'Russian NATO' kicks off military manoeuvres
The presidents of five former Soviet states met Friday to view military manoeuvres by a Russia-led security grouping touted as a counterweight to NATO but plagued by internal tensions, AFP reported.
Russian President Dmitry Medvedev sat sheltered from the early morning cold with the leaders of Kazakhstan, Armenia, Kyrgyzstan and Tajikistan to observe drills by the Collective Security Treaty Organization's first rapid reaction force.
But neither Presidents Alexander Lukashenko of Belarus nor Islam Karimov of Uzbekistan -- the other CSTO leaders who both opposed the creation of the force -- attended, underscoring divisions within the Kremlin-dominated body.
The authoritarian but increasingly Western-leaning Lukashenko refused to show up at the June 14 meeting in Moscow to sign the document establishing the NATO-style rapid reaction force amid a trade dispute between the neighbours.
Meanwhile, Uzbekistan's strongman Karimov has bristled at Russian plans to establish a military base in southern Kyrgyzstan near their restive shared border, plunging relations to lows not seen in a decade.
The Kremlin said in a press release that Belarus had signalled its willingness to sign onto the agreement despite Lukashenko's absence, while Uzbekistan "had reserved the right to join the agreement later."
CSTO General Secretary Nikolai Bordyuzha told Russian television on Thursday that the new Collective Operational Reaction Forces (CORF) were designed to combat terrorist seiges such as the Mumbai attacks in 2008.

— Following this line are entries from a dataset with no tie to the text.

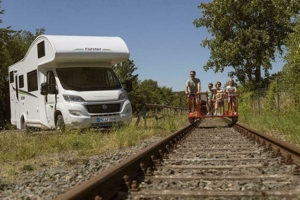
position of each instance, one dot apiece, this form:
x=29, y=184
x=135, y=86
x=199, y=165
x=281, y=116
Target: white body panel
x=71, y=54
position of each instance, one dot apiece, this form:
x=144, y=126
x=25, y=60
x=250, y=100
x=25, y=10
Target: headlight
x=75, y=112
x=123, y=96
x=73, y=98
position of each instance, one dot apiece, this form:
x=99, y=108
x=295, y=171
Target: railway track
x=206, y=160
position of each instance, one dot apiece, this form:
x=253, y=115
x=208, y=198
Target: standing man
x=192, y=90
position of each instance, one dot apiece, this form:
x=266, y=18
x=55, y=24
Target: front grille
x=103, y=108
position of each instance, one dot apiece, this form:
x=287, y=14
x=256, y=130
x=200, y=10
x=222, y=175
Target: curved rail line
x=134, y=176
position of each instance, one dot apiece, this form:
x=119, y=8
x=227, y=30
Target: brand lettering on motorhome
x=92, y=49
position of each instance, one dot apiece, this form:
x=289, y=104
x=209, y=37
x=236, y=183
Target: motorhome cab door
x=50, y=99
x=15, y=112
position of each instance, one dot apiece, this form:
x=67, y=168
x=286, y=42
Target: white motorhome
x=69, y=81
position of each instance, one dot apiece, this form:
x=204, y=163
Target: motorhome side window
x=32, y=81
x=11, y=77
x=41, y=49
x=51, y=82
x=21, y=81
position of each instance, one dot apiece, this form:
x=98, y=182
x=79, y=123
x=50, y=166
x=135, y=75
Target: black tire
x=60, y=124
x=191, y=120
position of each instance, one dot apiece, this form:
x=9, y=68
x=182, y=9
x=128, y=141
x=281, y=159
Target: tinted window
x=32, y=81
x=11, y=77
x=21, y=81
x=41, y=49
x=88, y=78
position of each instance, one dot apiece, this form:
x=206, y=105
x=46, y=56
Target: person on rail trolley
x=231, y=96
x=218, y=96
x=192, y=90
x=210, y=99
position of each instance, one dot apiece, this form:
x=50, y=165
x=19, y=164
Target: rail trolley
x=198, y=104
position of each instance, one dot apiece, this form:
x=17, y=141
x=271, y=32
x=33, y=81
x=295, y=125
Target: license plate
x=106, y=119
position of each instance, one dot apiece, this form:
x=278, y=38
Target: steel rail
x=109, y=182
x=290, y=152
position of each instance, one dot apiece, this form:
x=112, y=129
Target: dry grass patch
x=22, y=151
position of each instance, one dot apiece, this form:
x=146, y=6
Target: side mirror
x=128, y=86
x=44, y=89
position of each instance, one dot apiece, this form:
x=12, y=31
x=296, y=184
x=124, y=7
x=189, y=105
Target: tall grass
x=16, y=146
x=281, y=123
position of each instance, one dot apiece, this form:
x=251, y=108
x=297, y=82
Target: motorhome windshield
x=88, y=78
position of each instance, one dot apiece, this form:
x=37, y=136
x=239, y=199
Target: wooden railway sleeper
x=156, y=162
x=163, y=154
x=296, y=170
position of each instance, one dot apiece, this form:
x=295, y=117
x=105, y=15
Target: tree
x=291, y=71
x=246, y=35
x=13, y=47
x=125, y=72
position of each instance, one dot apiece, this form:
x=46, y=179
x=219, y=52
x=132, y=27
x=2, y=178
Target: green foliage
x=13, y=47
x=291, y=71
x=246, y=35
x=125, y=72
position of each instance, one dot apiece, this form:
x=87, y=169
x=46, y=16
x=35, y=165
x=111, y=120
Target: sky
x=160, y=35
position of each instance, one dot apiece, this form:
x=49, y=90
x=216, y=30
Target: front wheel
x=191, y=120
x=60, y=124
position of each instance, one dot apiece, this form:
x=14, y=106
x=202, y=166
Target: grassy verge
x=21, y=151
x=283, y=125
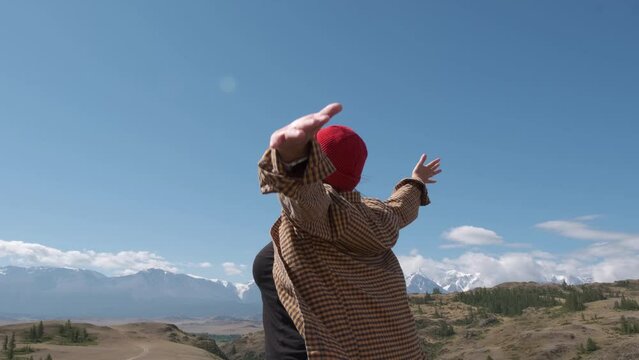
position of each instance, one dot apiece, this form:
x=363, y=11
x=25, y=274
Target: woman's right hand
x=291, y=141
x=424, y=173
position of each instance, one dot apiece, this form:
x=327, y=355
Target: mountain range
x=62, y=292
x=48, y=292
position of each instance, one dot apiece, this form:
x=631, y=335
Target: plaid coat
x=334, y=269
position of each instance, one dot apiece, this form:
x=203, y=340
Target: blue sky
x=130, y=131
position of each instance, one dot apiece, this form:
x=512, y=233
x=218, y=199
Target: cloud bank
x=608, y=256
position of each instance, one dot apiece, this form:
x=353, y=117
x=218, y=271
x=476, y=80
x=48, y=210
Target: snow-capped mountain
x=61, y=292
x=454, y=281
x=417, y=283
x=570, y=279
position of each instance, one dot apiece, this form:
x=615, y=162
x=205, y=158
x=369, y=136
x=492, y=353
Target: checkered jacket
x=334, y=269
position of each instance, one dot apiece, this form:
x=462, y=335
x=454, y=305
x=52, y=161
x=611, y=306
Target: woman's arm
x=301, y=192
x=411, y=193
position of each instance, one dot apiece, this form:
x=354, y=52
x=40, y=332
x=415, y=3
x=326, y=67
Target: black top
x=283, y=341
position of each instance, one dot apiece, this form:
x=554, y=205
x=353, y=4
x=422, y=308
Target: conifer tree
x=12, y=346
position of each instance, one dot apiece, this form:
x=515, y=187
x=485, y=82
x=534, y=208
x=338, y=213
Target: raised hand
x=291, y=141
x=424, y=173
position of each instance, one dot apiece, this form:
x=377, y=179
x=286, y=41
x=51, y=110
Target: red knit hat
x=347, y=151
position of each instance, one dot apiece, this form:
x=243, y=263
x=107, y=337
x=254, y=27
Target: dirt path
x=144, y=353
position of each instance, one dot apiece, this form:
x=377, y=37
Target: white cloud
x=493, y=270
x=575, y=229
x=610, y=256
x=124, y=262
x=230, y=268
x=472, y=235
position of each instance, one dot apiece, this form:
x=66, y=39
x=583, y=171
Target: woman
x=333, y=269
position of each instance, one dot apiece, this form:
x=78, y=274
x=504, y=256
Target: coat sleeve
x=304, y=199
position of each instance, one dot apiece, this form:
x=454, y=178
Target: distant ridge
x=456, y=281
x=62, y=292
x=49, y=292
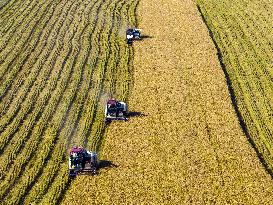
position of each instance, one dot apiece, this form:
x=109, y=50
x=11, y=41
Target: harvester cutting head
x=82, y=161
x=132, y=34
x=115, y=110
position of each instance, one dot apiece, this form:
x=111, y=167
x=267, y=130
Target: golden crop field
x=186, y=146
x=59, y=59
x=243, y=32
x=183, y=144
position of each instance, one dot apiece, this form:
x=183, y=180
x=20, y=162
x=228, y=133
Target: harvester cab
x=132, y=34
x=82, y=161
x=115, y=110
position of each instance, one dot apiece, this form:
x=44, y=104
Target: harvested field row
x=186, y=145
x=59, y=61
x=243, y=32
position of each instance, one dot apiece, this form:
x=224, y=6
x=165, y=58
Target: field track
x=184, y=145
x=61, y=59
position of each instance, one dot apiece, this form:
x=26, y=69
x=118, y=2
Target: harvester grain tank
x=115, y=110
x=82, y=161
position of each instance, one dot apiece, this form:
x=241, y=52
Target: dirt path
x=187, y=145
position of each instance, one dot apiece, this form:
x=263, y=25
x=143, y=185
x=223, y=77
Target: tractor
x=82, y=161
x=115, y=110
x=132, y=34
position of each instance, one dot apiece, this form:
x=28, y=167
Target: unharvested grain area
x=186, y=145
x=243, y=32
x=58, y=60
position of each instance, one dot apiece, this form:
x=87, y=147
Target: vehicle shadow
x=106, y=164
x=143, y=37
x=136, y=114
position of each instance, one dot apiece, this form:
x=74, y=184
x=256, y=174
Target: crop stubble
x=187, y=146
x=54, y=69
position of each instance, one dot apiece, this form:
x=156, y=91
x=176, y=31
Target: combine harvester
x=115, y=110
x=82, y=161
x=132, y=34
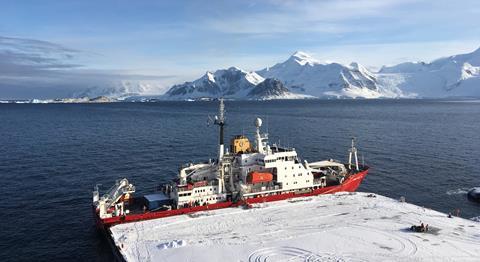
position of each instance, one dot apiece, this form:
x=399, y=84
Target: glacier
x=302, y=76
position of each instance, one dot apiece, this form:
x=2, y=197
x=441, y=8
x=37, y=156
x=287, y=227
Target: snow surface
x=339, y=227
x=457, y=75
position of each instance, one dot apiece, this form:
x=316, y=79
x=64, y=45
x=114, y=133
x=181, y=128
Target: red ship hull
x=349, y=185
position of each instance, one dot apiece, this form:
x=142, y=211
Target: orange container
x=259, y=177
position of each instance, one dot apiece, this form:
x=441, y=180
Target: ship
x=244, y=174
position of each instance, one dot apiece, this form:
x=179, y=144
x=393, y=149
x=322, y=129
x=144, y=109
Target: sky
x=55, y=48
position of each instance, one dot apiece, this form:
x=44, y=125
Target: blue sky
x=178, y=40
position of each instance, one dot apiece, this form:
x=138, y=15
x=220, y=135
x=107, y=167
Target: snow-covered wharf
x=338, y=227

But new formation, which contains military and disaster control contingents from the five signatory states, is a clear bid to rival the Western military alliance NATO's own joint operations.
It is also seen as a move by Moscow to bolster its sway in the strategic region.
Russia has been nervously eyeing increasingly independent behaviour by several states in Central Asia, as both Moscow and Washington jostle for influence in a region close to the battleground of Afghanistan.